Selective reading Metadata versus using a copy stage/Modify

samplify · Post by **samplify** » Mon Dec 10, 2007 8:49 am

Hi Folks,

Here is my dilemma:

I have 200 columns in the input source and I need only 100 for downstream processing, Should I read all 200 with a dataset and drop redundant using a copy/modify stage as next step or should I restrict the metadata definition in the input dataset to read only 100 selective columns (by altering the column definition/layout)
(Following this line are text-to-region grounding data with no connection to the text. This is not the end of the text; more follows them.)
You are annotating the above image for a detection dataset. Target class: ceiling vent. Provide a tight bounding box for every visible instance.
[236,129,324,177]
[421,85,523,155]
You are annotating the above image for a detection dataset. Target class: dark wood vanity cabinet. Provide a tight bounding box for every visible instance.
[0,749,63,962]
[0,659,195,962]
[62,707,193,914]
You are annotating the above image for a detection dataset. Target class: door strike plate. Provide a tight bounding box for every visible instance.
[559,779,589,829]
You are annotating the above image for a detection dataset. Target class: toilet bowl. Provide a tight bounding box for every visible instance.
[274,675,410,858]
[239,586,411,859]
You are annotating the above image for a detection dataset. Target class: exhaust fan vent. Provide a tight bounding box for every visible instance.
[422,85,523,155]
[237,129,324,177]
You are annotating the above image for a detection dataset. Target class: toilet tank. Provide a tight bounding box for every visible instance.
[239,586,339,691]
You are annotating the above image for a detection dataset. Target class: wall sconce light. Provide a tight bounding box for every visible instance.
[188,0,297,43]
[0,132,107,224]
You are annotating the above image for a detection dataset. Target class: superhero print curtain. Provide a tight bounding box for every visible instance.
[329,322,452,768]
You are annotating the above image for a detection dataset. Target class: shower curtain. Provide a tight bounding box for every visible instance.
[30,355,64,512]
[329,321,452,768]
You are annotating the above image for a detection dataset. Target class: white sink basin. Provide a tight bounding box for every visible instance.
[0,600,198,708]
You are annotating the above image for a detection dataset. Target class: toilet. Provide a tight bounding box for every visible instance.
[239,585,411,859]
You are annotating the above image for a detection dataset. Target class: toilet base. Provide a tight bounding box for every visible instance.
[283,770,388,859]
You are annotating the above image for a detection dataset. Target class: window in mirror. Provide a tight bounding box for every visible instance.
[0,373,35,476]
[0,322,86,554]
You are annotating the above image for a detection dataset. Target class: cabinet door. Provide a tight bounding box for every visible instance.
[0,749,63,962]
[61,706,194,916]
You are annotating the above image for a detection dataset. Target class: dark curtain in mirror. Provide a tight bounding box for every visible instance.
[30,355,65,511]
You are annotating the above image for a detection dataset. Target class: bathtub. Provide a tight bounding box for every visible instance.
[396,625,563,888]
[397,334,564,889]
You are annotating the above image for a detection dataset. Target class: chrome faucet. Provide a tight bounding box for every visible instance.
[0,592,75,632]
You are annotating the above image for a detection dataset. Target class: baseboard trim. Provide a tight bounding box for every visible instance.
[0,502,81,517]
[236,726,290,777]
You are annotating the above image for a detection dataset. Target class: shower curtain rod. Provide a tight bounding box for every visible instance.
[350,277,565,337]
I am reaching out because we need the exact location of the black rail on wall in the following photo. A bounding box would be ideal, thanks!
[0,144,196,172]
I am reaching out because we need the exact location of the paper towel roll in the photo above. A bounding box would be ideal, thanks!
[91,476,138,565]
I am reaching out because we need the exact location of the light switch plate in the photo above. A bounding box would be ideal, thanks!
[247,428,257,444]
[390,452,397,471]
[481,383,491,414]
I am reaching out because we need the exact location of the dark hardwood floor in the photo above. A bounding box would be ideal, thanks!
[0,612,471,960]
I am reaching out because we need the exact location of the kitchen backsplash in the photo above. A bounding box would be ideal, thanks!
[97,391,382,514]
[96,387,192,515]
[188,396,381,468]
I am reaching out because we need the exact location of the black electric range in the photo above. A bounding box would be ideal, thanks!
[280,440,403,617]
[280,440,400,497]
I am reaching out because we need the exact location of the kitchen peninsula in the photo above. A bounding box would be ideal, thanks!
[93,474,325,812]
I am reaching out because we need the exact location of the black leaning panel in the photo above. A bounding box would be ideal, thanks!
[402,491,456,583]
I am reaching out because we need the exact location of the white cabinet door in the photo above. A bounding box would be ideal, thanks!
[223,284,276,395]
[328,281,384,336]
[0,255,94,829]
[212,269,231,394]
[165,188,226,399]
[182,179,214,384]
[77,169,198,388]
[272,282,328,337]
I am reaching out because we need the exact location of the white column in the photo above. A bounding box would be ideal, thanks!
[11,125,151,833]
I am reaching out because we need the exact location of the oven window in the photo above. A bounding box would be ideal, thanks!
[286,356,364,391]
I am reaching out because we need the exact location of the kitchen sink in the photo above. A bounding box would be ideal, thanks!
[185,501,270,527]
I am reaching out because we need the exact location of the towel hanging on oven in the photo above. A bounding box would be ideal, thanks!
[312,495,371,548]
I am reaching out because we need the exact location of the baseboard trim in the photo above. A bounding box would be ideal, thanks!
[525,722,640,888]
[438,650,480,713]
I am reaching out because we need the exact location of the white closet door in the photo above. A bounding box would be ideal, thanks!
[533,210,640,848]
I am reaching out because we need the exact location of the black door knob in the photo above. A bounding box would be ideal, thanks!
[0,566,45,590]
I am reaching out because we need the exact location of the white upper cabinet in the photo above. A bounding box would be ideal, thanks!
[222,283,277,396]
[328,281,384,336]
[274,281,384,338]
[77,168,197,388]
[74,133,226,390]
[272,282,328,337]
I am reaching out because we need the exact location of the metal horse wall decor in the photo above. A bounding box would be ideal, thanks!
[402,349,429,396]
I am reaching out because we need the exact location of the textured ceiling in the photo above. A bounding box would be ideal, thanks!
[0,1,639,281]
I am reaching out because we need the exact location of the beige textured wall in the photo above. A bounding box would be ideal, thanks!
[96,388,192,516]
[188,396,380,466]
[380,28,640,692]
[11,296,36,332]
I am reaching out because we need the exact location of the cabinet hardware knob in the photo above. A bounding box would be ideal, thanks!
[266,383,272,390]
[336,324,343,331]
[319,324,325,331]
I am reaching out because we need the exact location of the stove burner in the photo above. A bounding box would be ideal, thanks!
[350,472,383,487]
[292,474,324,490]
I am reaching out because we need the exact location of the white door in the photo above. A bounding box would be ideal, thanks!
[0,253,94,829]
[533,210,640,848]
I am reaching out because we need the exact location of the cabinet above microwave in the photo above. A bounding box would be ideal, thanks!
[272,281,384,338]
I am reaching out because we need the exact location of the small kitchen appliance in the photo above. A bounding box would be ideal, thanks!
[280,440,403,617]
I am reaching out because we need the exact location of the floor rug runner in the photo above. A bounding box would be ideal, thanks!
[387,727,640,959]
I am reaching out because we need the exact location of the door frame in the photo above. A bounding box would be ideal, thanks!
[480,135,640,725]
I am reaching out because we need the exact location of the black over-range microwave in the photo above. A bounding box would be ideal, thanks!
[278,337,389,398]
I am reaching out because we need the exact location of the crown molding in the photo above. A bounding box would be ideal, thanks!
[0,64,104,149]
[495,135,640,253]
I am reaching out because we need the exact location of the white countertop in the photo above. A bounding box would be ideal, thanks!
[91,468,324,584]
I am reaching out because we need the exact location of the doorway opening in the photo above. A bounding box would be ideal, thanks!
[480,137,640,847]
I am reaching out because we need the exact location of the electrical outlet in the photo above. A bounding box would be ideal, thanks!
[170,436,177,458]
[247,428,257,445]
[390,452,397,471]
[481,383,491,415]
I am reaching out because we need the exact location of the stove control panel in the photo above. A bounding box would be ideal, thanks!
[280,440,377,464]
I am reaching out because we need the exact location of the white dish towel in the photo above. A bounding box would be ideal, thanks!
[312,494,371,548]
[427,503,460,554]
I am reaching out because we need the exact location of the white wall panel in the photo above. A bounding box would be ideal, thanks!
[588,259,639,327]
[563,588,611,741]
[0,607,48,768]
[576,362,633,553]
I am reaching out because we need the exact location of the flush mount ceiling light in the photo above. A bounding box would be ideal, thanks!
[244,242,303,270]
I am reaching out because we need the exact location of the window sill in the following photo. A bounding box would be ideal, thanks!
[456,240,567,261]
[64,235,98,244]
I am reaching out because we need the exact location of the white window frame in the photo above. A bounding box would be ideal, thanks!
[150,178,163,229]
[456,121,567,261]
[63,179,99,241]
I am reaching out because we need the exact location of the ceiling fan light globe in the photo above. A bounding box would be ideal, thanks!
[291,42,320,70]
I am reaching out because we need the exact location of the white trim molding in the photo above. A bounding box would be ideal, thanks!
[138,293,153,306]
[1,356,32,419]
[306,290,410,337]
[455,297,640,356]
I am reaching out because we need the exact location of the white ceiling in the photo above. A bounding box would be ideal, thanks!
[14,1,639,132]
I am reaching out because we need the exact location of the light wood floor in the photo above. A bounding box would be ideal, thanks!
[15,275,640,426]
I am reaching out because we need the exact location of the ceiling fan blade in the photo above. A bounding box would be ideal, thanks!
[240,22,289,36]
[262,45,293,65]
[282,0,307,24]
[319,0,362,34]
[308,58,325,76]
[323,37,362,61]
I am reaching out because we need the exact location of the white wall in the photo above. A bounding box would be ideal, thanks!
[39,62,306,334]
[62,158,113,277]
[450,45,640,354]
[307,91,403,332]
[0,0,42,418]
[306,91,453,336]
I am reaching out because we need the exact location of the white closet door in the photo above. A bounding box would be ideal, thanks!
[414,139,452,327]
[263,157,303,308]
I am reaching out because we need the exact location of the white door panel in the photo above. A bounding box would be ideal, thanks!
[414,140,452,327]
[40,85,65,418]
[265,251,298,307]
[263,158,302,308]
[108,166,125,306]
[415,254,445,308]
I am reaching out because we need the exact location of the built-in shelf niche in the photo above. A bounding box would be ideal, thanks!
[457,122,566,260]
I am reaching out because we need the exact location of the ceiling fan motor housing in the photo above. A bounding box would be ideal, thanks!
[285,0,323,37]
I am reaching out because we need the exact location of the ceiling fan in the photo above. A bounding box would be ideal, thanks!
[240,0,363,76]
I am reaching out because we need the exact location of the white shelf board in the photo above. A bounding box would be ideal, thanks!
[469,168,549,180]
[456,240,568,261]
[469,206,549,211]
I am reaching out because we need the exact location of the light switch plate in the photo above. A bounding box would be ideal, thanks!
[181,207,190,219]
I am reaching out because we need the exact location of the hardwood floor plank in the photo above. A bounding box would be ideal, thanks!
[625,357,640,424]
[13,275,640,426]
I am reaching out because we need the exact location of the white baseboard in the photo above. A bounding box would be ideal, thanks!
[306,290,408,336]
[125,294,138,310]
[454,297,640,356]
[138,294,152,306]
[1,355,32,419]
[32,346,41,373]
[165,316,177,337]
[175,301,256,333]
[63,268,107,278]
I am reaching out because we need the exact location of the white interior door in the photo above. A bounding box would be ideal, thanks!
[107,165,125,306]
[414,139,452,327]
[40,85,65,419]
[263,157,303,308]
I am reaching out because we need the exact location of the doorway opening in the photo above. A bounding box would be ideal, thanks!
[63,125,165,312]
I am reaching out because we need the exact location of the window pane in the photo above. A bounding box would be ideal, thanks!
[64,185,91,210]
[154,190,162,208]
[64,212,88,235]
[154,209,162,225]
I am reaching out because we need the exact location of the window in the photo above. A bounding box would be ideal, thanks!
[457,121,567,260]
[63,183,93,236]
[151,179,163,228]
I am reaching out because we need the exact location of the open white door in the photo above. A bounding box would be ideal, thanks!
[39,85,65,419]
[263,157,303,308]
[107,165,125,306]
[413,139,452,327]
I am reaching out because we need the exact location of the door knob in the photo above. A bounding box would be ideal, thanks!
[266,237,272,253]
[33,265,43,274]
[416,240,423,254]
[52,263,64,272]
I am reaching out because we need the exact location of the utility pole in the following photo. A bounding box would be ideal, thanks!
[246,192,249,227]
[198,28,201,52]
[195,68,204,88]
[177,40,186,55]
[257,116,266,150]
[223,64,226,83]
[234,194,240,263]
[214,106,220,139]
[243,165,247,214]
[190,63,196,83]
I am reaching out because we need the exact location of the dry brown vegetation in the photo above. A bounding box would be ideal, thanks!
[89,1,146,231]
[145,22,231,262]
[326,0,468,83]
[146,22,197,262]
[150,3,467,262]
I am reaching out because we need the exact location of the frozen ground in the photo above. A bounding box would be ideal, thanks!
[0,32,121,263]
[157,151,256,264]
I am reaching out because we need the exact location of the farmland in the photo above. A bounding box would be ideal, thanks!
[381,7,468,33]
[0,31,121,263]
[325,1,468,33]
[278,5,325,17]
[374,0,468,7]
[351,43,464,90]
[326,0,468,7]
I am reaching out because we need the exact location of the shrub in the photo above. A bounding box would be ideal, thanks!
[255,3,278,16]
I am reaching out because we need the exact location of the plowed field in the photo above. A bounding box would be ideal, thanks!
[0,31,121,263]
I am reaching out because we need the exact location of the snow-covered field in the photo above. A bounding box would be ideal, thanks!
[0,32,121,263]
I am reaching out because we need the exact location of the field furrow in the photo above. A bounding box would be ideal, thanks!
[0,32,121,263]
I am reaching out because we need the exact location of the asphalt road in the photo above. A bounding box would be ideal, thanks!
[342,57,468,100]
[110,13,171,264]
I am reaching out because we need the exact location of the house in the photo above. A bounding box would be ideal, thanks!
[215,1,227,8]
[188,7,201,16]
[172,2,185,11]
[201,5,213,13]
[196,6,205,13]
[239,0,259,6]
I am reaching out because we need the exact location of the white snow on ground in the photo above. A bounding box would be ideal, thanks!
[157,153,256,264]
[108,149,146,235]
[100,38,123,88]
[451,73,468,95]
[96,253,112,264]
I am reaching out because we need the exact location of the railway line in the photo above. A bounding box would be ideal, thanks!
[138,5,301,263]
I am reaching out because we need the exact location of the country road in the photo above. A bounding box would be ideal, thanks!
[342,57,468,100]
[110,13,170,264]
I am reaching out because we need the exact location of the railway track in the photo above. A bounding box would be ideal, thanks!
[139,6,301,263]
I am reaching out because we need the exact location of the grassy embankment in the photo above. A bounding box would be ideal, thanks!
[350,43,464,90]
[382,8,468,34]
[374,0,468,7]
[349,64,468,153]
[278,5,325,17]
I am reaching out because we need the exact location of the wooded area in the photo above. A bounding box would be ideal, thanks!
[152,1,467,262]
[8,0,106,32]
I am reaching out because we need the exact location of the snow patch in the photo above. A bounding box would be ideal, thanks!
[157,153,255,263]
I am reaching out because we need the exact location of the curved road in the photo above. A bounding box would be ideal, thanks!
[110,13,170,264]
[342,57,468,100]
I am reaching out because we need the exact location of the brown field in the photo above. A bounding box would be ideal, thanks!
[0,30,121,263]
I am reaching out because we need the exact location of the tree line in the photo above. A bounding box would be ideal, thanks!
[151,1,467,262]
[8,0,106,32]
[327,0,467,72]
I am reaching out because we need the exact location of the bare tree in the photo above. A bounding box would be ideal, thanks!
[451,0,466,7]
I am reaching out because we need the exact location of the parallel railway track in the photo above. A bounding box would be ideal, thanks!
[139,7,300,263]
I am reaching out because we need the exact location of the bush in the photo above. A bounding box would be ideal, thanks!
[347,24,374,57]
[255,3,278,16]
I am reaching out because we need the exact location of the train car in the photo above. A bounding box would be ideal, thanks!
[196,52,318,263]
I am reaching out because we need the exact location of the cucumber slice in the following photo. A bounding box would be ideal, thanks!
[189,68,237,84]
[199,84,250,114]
I am looking from the code maintainability and most importantly performance point of view.

Appreciate your help.

ray.wurlod · Post by **ray.wurlod** » Mon Dec 10, 2007 1:18 pm

Depends on your source. If it's a sequential file (in which you must read past every byte to get to the next) then you have to read them all. In this case you can use the column property Drop On Input. Otherwise, select only those columns that you actually need from the source table.

manjunathnet · Post by **manjunathnet** » Wed Dec 12, 2007 1:17 am

both the ways u can work, 1st read all 200 columns in seq file and then drop 100 un wanted columns by copy stage.
2nd u can directly read only required 100 columns.
becoze all these u r reading based on the metadata, so when u r loading columns from metadata for required 100 column and it reads data according the column defination not based on order of columns.

ray.wurlod · Post by **ray.wurlod** » Wed Dec 12, 2007 1:46 am

"you", not "u".
"are", not "r".
"because", not "becoze"
"definition", not "defination"